A gala grand opening of the new Erie County Family Courthouse Friday turned into a strident union protest against County Executive Joel A. Giambra's stance on union labor.

"P-L-A," chanted union protesters who were gathered near the steps of the new courthouse on Franklin Street as Giambra made brief remarks to the crowd of invited guests. They were referring to a project labor agreement. Some of the more than 100 union members carried signs; others had bullhorns.

"Our message today to him is that he's inciting labor unrest -- and he's going to get it," said Daniel Boody, head of the 10,000-member Building and Construction Trades Council.

Union protesters kept a respectful silence during the remarks of Mayor Anthony M. Masiello and Legislature Chairman Charles M. Swanick, who maintain positions friendly to unions and project labor agreements.

The union protest was in response to Giambra's statement earlier this week that he wants to reopen discussion on an existing PLA governing work to renovate and reconstruct Old County Hall, the County Hall Annex and a third county court building.

The current PLA favors union firms in contract bidding, the Giambra administration maintains.

The administration says the new court renovation project, due to begin soon, will cost an estimated $45 million.

Giambra delivered his remarks despite the disturbances during the one-hour grand opening ceremony Friday. Shortly afterward, he called reporters to his office to repeat his position on the PLA issue.

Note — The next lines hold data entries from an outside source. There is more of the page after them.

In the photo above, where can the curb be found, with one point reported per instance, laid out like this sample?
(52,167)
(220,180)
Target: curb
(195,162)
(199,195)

"I'm not angry. This is a job where you can't please 100 percent of the people all of the time," Giambra said of the protesters. "It's about time this county had a healthy debate on this subject."

But Giambra said he doesn't agree with union leaders' claims that reopening the existing PLA will result in a shoddy renovation job, unfair treatment of women and minorities and labor unrest.

"A PLA doesn't guarantee that. Effective monitoring of existing laws guarantees that," said Giambra, a Republican.

Giambra's stance on PLAs has developed since January, when he told city leaders he would not put up a pledged $5 million in county money for the billion-dollar Buffalo Public Schools construction project unless the project is open to non-union contractors.

Giambra said Friday that he was "very disappointed" that union members chose to make their point during the dedication ceremony for the county's $34 million new family courthouse.

"I'd like to see them not picketing here,
but doing something more productive with their time," Giambra said.

The family courthouse was built under the terms of a 1999 PLA signed by the unions and Giambra's predecessor, Dennis T. Gorski. It is that PLA Giambra wants reopened for discussion.

The new family courthouse is now open for business despite a lack of hot water in bathrooms and faucets throughout the building.

Officials in the county's Public Works Department said the problem, involving the operation of valves in the water system, is being fixed. The final certificate of occupancy for the building has not yet been issued, meaning that whatever problems crop up will be handled immediately, the officials said.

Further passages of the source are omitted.